Aspiring rapper Marcus (50 Cent) is being driven to a robbery with his associates, knowing he has been put into this difficult position by his rival, the gang boss Majestic (Adewale Akinnouye-Agbaje). They manage to break into the office using subterfuge and grab all the cash they can, but Marcus's friend and manager Bama (Terrence Howard) starts acting strangely and demanding more money while he tells him to calm down. Suddenly two gun-wielding employees appear and the bullets start flying, but Marcus does get away with the profits and later, when he's going to his car, a mystery man appears and shoots him...
Thus our story begins, and this introduction instigates a great big flashback to Marcus's life which we were led to believe was closely based on the life of the star, 50 Cent. In the same way that his colleague Eminem had enjoyed some acclaim in his 8 Mile, the erstwhile Curtis Jackson was introduced to cinema audiences in this, but with far less impressive results. Indeed, the film became something of a joke as to how awful it was and the formidable lack of charisma Mr Cent displayed, but really it wasn't as bad as all that, it's simply that after the initial hilarity wore off what was left was an incredibly boring run through of a life that would have been better rapped about than filmed.
It's always a bad sign when the kid playing the star as a boy is a better actor than he is, and so it is with Get Rich or Die Tryin' which launches into the hip-hop equivalent of Angela's Ashes as a sob story plays out before our eyes, with Marcus the son of a single mother and drug-dealing prostitute who is killed after an altercation in the street about Rick James taking her spot for selling her wares.

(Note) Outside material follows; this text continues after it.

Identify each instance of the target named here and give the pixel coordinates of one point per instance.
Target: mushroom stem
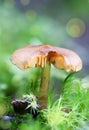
(44, 86)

Now, if this had been about 50 Cent tracking down a murderous Rick James in the spirit of obsessive vengeance, there we would have a film worth our time, but as it is alas it was only a James looky-likey who might have committed the crime.
The actual killer is well telegraphed, in fact there's only one character it could really be, so in the interim you are left sitting about waiting for something interesting to happen. Perhaps it was the curious choice of director that sabotaged the thrill elements, as Jim Sheridan, he of My Left Foot and In the Name of the Father fame, was not the obvious candidate for making a hip hop biography and displays little feel for the drama. But more likely it was the star himself at fault, who drones his way through his lines with all the emotion of one of his posed album cover photos: what he should have done was not take the Eminem "This is Your Life" road and instead gone for the more action-oriented crime thriller.
Instead of what we get which is essentially a vanity project. The irony is that one of the stars, Terrence Howard, had starred in a perfectly decent rap biopic, only one which was wholly fictional: Hustle & Flow, which was released the same year as this. If that proved it was possible to make something watchable out of this kind of subject matter, then Get Rich or Die Tryin' appeared to be doing its darnedest to demonstrate the opposite, with every scene in the same style whether Marcus is getting his first gun, his first bullet wound or his first child, it's all put across with that monotony. As Marcus makes his way up the ranks from dealer on the corner through a spell in prison to the rap superstar status it comes as no surprise that he achieves, you wish for some note of humour, some self-awareness, that might have made this a better prospect for entertainment, but it never arrives; it's just deathly dull.